Warta

Ngaku Berpaham Aswaja, Tapi Praktek Tak Sesuai

Rabu, 30 Agustus 2006 | 08:57 WIB

Jakarta, NU Online
Warga nahdliyyin (sebutan untuk warga Nahdlatul Ulama/NU) diminta waspada atas munculnya kelompok-kelompok yang membawa paham keagamaan baru yang marak belakangan ini. Pasalnya, tidak sedikit dari kelompok tersebut mengaku menganut paham Ahlussunnah Wal Jama’ah (Aswaja), akan tetapi dalam praktek keagamaannya sama sekali tidak mencerminkan paham yang dikenal moderat tersebut.

Demikian diungkapkan Ketua Umum Pengurus Pusat Lembaga Nahdlatul Ulama (PP LDNU) KH Nuril Huda saat membuka acara Silaturrahim Pimpinan Majelis Taklim di Gedung PBNU, Jalan Kramat Raya, Jakarta Pusat, Rabu (30/8).

<>

Acara bertajuk “Optimalisasi Peran Majelis Taklim dalam Memantapkan Paham Ahlussunnah Wal Jama’ah” itu digelar hasil kerja sama PP LDNU dengan PP Muslimat NU. Hadir sebagai narasumber tokoh muslimah yang juga Presiden Asosiasi Perempuan Muslim (WML) Amerika Serikat Tiye Multazim, Kepala Biro Perencanaan Departemen Agama Drs Ahmad Junaidi MBA dan Ketua PP Muslimat NU Mahfudloh Ali Ubaid.

Menurut Kiai Nuril, demikian panggilan akrabnya, kelompok-kelompok tersebut berkarakter mudah sekali menganggap bid’ah (mengada-ada), sesat, bahkan kafir terhadap nahdliyyin yang ritual keagamaannya dianggap berbeda. Padahal ritual keagamaan tersebut telah menjadi tradisi nahdliyyin yang selama ini.

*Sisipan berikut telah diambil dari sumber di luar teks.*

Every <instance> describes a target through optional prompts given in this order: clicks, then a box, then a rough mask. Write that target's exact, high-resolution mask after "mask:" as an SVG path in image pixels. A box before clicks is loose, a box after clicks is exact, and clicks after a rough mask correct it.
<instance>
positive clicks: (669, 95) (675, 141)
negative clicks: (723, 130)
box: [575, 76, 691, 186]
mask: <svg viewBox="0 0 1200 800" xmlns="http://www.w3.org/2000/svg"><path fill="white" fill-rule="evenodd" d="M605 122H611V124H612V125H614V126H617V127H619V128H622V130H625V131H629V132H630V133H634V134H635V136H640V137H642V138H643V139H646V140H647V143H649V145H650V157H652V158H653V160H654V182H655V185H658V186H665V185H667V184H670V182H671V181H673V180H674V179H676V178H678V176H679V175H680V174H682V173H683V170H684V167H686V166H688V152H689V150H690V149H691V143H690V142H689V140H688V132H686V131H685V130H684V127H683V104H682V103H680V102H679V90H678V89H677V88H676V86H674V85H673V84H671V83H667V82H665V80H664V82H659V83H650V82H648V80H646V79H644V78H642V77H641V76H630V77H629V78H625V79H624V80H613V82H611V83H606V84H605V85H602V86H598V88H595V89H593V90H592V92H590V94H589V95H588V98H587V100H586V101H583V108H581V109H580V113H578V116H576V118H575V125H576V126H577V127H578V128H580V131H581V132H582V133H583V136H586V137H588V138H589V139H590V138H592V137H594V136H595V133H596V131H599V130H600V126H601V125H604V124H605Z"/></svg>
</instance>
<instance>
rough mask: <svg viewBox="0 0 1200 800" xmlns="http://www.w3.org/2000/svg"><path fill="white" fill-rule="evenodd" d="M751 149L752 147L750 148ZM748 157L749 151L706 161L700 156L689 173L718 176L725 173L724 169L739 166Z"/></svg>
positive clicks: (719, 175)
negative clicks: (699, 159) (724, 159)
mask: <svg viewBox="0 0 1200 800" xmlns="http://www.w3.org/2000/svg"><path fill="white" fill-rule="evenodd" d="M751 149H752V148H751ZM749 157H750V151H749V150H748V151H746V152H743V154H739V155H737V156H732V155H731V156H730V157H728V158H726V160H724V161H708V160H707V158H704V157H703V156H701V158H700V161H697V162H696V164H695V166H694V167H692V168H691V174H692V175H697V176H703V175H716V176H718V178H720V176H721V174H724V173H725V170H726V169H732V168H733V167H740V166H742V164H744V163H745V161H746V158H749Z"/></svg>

“Ada yang ngaku Jama’ah Salafiyah, tetapi prakteknya keluar dari apa yang diajarkan oleh ulama-ulama salaf. Ulama-ulama salaf itu kan sangat menghargai perbedaan madzhab dalam bidang ubudiyah. Tapi golongan ini tidak mengakui (perbedaan madzhab) itu, sehingga mudah sekali mem-bid’ah-kan bahkan mengkafirkan orang lain,” terang Kiai Nuril kepada para pimpinan majelis taklim.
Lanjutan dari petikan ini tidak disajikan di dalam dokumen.